A new project led by Bay Area artist Christy Chan turns beams of light into a monumental statements of strength and resistance. Dear America, launched in late May, projects the work of Asian American artists onto high-rise buildings throughout the region, with messages in English and eight different Asian languages. It’s a direct answer to the national increase in anti-Asian hate incidents and violence, a way of asserting and bestowing a sense of belonging—whether officially sanctioned or not.
“Asian Americans have been in the U.S. since the 1800s,” Chan says in a press release about the project. “In sharp contrast to the false notion that Asian Americans are a people whose belonging in America must be granted to them by non-Asian Americans, this project is about Asian Americans unapologetically taking up space, celebrating each other’s presence, and not asking permission to do so.”
In 2019, Chan created the video projection Inside Out, a public art piece funded by the city of Richmond that was censored by the arts and culture commission. Chan spent months collecting phrases from Richmond residents for inclusion in the artwork, but the city barred the display of submissions critical of then-President Trump and his government’s policies. In protest of the decision, Chan included those phrases with red bars across the words.

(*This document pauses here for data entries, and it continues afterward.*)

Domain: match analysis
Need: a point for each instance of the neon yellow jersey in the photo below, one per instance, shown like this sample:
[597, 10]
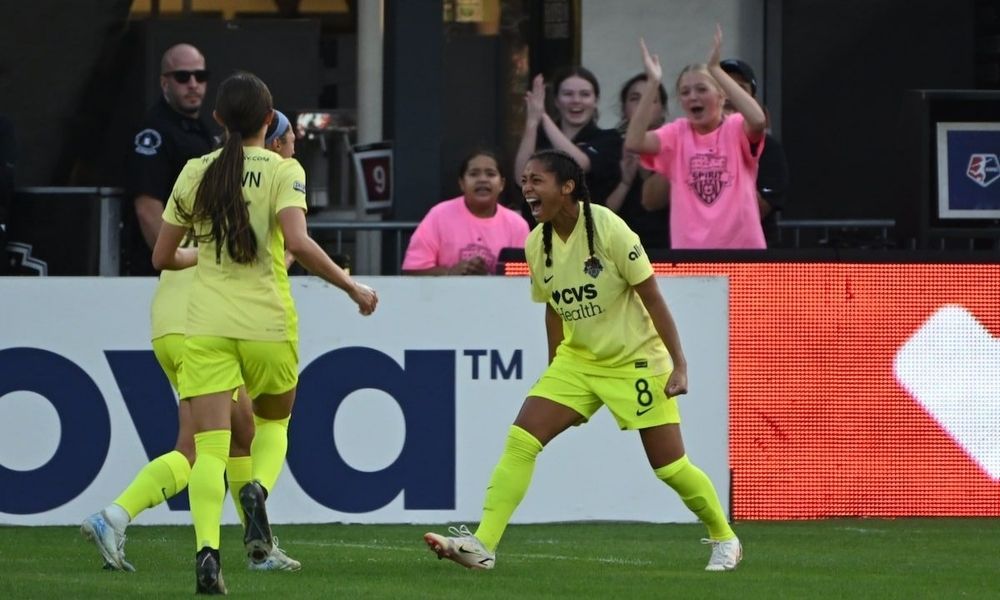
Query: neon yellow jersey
[244, 301]
[169, 310]
[606, 329]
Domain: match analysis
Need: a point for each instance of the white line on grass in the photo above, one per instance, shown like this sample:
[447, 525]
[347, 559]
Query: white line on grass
[613, 560]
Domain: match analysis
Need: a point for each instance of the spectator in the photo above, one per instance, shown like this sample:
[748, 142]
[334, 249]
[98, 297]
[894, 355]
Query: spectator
[464, 235]
[772, 173]
[652, 225]
[709, 157]
[597, 151]
[172, 132]
[8, 159]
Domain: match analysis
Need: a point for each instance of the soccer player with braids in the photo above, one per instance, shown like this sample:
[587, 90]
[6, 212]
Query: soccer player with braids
[612, 342]
[245, 206]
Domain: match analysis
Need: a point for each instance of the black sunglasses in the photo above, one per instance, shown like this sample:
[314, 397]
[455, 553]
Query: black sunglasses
[201, 75]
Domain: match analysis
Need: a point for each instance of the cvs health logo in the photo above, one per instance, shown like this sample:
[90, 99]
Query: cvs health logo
[951, 366]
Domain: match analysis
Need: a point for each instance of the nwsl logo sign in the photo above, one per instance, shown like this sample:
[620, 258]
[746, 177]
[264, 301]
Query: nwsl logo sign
[983, 169]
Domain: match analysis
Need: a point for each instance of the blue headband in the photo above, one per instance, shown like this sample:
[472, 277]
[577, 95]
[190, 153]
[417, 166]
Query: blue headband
[281, 125]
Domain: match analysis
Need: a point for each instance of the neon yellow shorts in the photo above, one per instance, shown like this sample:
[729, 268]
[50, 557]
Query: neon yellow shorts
[216, 364]
[637, 402]
[168, 350]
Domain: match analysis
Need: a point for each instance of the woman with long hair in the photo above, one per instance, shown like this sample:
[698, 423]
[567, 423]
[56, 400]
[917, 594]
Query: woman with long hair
[244, 205]
[588, 249]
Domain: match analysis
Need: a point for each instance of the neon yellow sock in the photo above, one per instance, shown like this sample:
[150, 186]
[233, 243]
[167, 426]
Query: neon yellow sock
[270, 444]
[510, 480]
[698, 494]
[239, 472]
[207, 489]
[162, 478]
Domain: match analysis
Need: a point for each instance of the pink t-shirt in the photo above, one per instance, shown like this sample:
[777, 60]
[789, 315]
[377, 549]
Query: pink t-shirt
[713, 185]
[450, 233]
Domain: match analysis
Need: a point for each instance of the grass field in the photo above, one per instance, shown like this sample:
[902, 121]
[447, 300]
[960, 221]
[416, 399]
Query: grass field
[905, 558]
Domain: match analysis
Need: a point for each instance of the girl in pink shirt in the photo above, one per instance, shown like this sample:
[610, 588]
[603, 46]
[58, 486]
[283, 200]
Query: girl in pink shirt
[464, 235]
[710, 159]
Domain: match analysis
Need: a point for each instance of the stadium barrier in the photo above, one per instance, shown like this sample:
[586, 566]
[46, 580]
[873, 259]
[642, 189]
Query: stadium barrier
[400, 416]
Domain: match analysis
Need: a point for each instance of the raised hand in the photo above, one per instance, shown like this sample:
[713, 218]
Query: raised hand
[365, 297]
[716, 55]
[654, 72]
[534, 99]
[629, 166]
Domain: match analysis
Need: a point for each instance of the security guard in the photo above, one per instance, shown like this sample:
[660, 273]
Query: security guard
[172, 133]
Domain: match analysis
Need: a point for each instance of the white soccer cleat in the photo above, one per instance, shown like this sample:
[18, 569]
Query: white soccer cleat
[109, 541]
[277, 560]
[725, 555]
[462, 547]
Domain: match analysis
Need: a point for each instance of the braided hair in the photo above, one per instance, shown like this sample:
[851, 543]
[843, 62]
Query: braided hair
[566, 169]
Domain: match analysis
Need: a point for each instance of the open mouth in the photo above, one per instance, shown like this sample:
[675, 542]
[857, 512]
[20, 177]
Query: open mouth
[535, 205]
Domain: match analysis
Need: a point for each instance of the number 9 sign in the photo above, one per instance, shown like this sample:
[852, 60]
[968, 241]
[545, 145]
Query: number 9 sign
[373, 168]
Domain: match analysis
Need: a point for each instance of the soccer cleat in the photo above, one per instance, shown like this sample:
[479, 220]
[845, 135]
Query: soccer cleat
[462, 547]
[277, 560]
[725, 555]
[208, 573]
[109, 541]
[257, 535]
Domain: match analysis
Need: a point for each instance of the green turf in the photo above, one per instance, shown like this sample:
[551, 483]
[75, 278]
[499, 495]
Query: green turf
[904, 558]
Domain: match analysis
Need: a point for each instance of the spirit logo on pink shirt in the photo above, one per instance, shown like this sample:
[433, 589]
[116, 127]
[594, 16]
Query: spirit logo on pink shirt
[708, 175]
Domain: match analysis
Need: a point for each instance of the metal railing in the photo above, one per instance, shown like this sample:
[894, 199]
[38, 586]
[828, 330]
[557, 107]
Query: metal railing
[339, 227]
[826, 226]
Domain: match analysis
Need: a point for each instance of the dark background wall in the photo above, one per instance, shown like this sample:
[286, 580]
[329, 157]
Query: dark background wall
[844, 74]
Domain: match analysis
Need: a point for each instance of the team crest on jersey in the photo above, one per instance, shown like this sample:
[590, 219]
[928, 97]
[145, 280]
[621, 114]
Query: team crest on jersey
[708, 176]
[148, 142]
[593, 267]
[984, 169]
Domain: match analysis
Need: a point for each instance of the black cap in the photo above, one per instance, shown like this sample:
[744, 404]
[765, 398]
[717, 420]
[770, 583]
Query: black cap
[735, 66]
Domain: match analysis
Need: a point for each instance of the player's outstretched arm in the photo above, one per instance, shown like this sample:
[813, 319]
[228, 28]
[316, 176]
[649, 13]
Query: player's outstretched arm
[308, 253]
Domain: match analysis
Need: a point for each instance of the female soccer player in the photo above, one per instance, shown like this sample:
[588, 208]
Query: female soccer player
[245, 205]
[167, 475]
[587, 247]
[709, 157]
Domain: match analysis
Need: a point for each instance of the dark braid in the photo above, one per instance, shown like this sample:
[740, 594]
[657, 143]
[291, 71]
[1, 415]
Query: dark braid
[565, 169]
[243, 103]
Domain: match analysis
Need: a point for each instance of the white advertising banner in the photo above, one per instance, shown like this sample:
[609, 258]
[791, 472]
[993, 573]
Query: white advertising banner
[400, 417]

Dear America has no such limitations. The highly mobile project, supported by community donations and partnerships with the Mills College Art Museum and the organization Stand With Asian Americans, creates images that can be anywhere between four and 15 stories tall. Dear America made its first appearance outside the Chinese Historical Society of America Museum in San Francisco. So far, 17 different artworks have been featured in the project, created by artists Cathy Lu, Christine Wong Yap, Christy Chan, Jenifer K Wofford, Mel Chin and For Freedoms, and Related Tactics. More are to come.

On July 2, the message “Dear America, Fix Your Racism” will light up the Downtown Oakland and Lake Merritt areas. For Chan, it’s important to link this project not just to recent events, but to the unfulfilled promises of American independence. “This violence didn’t begin with Trump,” she says. “It began centuries ago and has been preserved by passive attitudes about the long-running, broad effects of white supremacy culture.”